Qu'il s'agisse des montagnes russes de nos affects ou de l'association incongrue de deux choses a priori totalement hétérogènes, voilà ce qui stimule, pour le meilleur et pour le pire.

Les contrastes émotionnels, dont le paroxysme est souvent confondu avec l'amour charnel, nous retiennent éveillés. Les contrastes conceptuels, eux, constituent le moteur de l'innovation artistique. 
La danse contemporaine ou la philosophie des sciences en sont des exemples fabuleux. La danse contemporaine associe une géométrie implacable des déplacements, rigueur héritée de la danse classique, à une folie expérimentale.

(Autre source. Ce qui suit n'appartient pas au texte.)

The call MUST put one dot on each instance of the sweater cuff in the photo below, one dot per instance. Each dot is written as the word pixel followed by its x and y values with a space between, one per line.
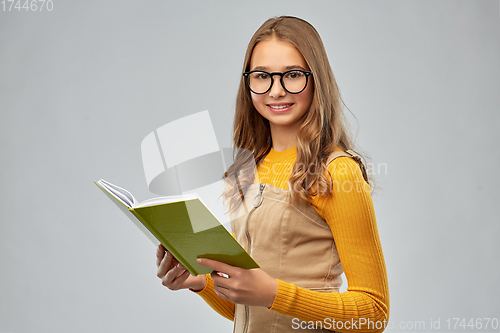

Celle-ci s'efforce d'introduire sans cesse des rythmiques, des mouvements et une occupation de l'espace ainsi qu'une association des trois qui osent, à défaut de renouveler intégralement le rapport du corps à la scène. 
La philosophie des sciences est très particulière. En introduisant du sens dans les sciences, en la faisant se questionner sur le "pourquoi ?" de l'anthropie (l'ordonnancement des lois de la nature qui rendent possible la vie et la conscience incarnée) et plus simplement sur le "comment ?", elle est à considérer comme une démarche éminemment poétique. Les chiffres, qui ne sont que des balises, des repères permettant la compréhension anthropique des lois par les mathématiques, deviennent beaux. Une insolite complicité avec l'univers s'instaure. 

Le collage, lui, est un concept artistique qui repose intrinsèquement sur la médiation entre des éléments disparates de prime abord, pour composer un puzzle tirant sa cohérence de son harmonie esthétique.